In 1873 Merz married Alice Mary Richardson, a sister of John Wigham Richardson the Tyneside ship builder. Together they had three sons and a daughter.

His eldest son, Charles Hesterman Merz (1874-1940), was a successful electrical engineer who pioneered the use of high-voltage three-phase AC power distribution in the United Kingdom.

His second son, Norbert Merz (1877-1948), was a chartered accountant.

His only daughter, Teresa Merz (1879-1958), was a social worker, magistrate and philanthropist.

His youngest child, Ernest Merz (1881-1909), was a solicitor.

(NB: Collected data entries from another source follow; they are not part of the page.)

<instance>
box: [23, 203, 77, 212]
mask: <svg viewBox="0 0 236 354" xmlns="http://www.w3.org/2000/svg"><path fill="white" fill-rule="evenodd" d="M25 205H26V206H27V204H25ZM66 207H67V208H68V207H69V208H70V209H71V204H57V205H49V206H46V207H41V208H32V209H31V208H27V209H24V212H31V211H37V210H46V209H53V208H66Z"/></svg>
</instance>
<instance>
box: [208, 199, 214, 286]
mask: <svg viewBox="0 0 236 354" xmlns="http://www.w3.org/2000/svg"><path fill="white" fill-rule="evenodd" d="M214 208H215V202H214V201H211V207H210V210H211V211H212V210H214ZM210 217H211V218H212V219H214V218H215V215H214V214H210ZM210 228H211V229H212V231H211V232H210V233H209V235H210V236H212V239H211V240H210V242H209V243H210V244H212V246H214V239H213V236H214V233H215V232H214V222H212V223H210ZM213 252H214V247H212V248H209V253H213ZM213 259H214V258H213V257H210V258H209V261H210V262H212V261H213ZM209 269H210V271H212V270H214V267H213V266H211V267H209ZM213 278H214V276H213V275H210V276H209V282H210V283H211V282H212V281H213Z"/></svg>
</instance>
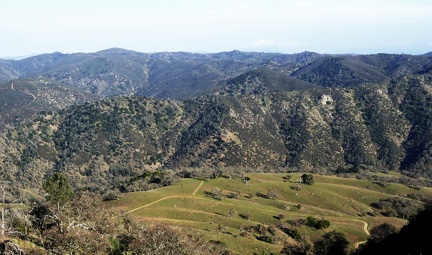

Merz was buried in Elswick, St John's Cemetery.

==Works==
The author of philosophical works on Leibniz, and Religion and Science (1915), his four volume History of European Thought in the Nineteenth Century consummated William Whewell's History of the Inductive Sciences (1837) and The Philosophy of the Inductive Sciences, Founded Upon Their History (1840) as well as William Stanley Jevons' Principles of Science (1874). Merz' first two volumes describe the development of mathematical and scientific thought, and the final two volumes depict the development of philosophy. Merz stated the following with reference to his history:

It is the object of these volumes to fix, if possible, this possession; to rescue from oblivion that which appears to me our secret property; in the last and dying hour of a remarkable age to throw the light upon the fading outlines of its mental life; to try to trace them, and with the aid of all possible information, gained from the written testimonies or the records of others, to work them into a coherent picture, which may give to those who follow some idea of the peculiar manner in which our age looked upon the world and life, how it intellectualised and spiritualised them.

It was Merz's objective to write this history of thought from the point of view of one who shared in the progress and watched many of the changes and movements, and to set out the inner life of his contemporaries and the secret springs of their judgements and opinions.

==Legacy==
His mathematical library known as the Merz Collection is held by Newcastle University. It consists of 4000 volumes, including works on philosophy, European history and German Literature. The university's Merz Court was named after the Merz family.